Üstündeki 3 takım bir gün önce 2’şer puanla 6 puan kaybetmişti. ‘Bu ne demek oluyor?’ derseniz dün akşamki Kasımpaşa maçı Galatasaray için galip geldiğinde 9 puanlık bir kazanç anlamı taşıyordu. Ve nitekim zor da olsa maçı kazanarak sıralamadaki dördüncülükten, ezeli rakibi Fenerbahçe’nin üstüne çıkarak üçüncülüğe demir attı.
Önceki günkü derbi maçı sonrası Kasımpaşa-Galatasaray maçını analiz ettiğimizde hiç değilse daha hareketli, pozisyonlu, çekilen şutlar, kaleyi tutan toplar, penaltı ve gollerle zevk aldığımız bir maç oldu.

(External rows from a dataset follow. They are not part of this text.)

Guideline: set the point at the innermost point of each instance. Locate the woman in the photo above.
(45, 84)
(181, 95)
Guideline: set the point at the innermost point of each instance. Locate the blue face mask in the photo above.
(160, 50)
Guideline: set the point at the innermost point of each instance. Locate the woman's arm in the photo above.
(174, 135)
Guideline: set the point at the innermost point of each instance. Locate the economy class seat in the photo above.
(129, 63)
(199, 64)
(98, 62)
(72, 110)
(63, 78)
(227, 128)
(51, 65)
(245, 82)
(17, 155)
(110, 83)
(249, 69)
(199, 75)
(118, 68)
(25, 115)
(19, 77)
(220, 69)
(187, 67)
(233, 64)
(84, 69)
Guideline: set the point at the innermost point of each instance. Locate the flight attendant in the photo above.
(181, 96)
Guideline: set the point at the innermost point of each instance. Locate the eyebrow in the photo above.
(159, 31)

Oyunun hemen başında ağırlığını koyan Galatasaray rakip ev sahibi Lacivert-Beyazlılar’ın adam değil, saha markajı içerisindeki futbol anlayışı ile istediği gibi top gezdirmiş, ancak gol pozisyonlarını başta Podolski’yle uzaktan çekilen şutlarla, neticeyi bulmaya çalışmıştı. Nitekim oyunun ilk dakikalarında Podolski’nin uzaktan çektiği 3 şuttan bir tanesi gol oluyor ve Galatasaray maçın hemen başında rahatlıyordu.
İlk yarı boyunca Galatasaray’ın gezdirmiş olduğu top trafiğini, Kasımpaşalılar bir film seyreder gibi seyretmiş ancak rakibine de fazla gol pozisyonu vermemişti. Tunay ve Adem’in uzaktan şutlarını Muslera rahatlıkla çelerken hakem Mete Kalkavan ilk yarının sonunda belki de Kasımpaşa açısından gol fırsatı olacak bir pozisyonda Yasin’in koluyla aldığı topu es geçiyordu. Bu şekilde hem Kasımpaşa’nın tehlikesi bitiyor hem de Yasin sarı karttan kurtuluyordu.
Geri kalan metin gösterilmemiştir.